# Thread: Factoring Trinomials...I think?

1. ## Factoring Trinomials...I think?

Hello all. I've been working on this stuff all day...and I just thought to Google math forums, and ended up here! Well..there are a couple of problems that differ slightly from each other that I'm having problems with. The first one is...

12x²+34x+24

I believe the first step is to find the GCF, which is 6, and divide.

6x (2x+17+4)

-sigh- This is as far as I get though...a little help would be so very much appreciated.

2. Originally Posted by burgessjkkb

I believe the first step is to find the GCF, which is 6, and divide.

6x (2x+17+4)
Correct, although you now have $\displaystyle 6 (2x^2+17x+4)$ not $\displaystyle 6x (2x+17+4)$ . The $\displaystyle x$ term is not common to take out.

To factor $\displaystyle 2x^2+17x+4$ look for a solution (trial and error) such that $\displaystyle 2x^2+17x+4 = (2x+a)(x+b)$ where a and b multiply to give 4.

This must also expand to give $\displaystyle 17x$ as the middle term.

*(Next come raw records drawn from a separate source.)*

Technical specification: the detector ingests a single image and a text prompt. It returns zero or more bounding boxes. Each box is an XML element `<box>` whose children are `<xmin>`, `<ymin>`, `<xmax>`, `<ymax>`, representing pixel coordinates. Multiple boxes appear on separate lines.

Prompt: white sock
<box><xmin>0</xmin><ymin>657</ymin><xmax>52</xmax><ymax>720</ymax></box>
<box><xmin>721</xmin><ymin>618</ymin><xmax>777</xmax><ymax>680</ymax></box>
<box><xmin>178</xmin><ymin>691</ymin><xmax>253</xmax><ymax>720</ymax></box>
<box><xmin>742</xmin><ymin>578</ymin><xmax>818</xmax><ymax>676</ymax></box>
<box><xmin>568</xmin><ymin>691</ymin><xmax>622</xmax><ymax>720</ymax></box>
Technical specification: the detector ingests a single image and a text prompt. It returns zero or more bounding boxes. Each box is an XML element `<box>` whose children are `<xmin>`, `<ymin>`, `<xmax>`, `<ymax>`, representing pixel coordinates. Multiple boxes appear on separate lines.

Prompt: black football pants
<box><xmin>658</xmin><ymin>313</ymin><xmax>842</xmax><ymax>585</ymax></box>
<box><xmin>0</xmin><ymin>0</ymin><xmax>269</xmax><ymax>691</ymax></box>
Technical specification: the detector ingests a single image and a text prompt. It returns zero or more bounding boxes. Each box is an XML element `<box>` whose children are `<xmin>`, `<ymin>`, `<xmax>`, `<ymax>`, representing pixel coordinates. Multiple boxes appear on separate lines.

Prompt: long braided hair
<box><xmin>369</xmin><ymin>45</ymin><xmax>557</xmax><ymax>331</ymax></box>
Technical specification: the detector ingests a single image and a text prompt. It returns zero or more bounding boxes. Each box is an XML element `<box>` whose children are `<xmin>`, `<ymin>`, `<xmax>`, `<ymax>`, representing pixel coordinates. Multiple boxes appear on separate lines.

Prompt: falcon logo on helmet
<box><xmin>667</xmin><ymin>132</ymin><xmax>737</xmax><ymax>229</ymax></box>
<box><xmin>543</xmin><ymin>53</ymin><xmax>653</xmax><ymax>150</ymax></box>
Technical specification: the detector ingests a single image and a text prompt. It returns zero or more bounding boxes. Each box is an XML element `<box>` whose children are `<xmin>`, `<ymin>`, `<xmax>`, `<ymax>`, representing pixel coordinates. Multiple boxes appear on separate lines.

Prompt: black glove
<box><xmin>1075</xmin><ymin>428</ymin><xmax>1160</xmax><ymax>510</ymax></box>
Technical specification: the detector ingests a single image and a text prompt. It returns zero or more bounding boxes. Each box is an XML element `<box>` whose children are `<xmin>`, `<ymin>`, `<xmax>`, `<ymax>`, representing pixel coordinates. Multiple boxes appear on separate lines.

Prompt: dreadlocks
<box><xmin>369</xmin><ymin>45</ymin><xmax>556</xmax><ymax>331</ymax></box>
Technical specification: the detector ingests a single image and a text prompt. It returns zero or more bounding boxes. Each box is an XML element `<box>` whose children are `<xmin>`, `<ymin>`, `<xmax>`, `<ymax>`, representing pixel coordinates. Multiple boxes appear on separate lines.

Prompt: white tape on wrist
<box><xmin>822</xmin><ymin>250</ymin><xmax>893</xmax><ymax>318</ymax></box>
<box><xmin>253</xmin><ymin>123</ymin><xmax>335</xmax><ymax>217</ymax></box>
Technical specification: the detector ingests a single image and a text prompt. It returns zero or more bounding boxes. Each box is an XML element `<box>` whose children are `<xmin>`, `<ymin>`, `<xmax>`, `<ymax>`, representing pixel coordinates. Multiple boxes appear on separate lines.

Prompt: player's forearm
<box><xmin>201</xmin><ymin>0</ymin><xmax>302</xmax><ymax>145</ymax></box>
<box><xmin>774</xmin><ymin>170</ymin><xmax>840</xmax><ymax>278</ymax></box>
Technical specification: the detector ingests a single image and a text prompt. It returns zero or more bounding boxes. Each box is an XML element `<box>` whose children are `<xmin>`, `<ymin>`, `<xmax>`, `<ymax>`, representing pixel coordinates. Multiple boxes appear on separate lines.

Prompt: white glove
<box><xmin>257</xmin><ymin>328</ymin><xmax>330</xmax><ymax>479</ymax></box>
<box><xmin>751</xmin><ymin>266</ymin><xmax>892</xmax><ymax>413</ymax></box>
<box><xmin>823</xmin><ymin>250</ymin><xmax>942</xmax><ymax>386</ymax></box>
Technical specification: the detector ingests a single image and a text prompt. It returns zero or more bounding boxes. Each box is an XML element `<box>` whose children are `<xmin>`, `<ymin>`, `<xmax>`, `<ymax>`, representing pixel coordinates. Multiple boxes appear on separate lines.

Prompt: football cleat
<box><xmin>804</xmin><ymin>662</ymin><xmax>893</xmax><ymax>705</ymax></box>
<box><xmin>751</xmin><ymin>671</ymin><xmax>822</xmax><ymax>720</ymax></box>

Could take some time. Good luck!

3. First of all, $\displaystyle 6 \cdot 17 \neq 34$.

In fact, $\displaystyle 6$ does not go into $\displaystyle 34$.

The highest common factor is actually $\displaystyle 2$.

So $\displaystyle 12x^2 + 34x + 24 = 2(6x^2 + 17x + 12)$.

Now, instead of using trial and error, find two numbers that multiply to become $\displaystyle 6 \cdot 12 = 72$ and add to become $\displaystyle 17$.

I think you'll find that the numbers are $\displaystyle 9$ and $\displaystyle 8$.

So $\displaystyle 2(6x^2 + 17x + 12) = 2(6x^2 + 9x + 8x + 12)$

$\displaystyle = 2[3x(2x + 3) + 4(2x + 3)]$

$\displaystyle = 2(2x + 3)(3x + 4)$.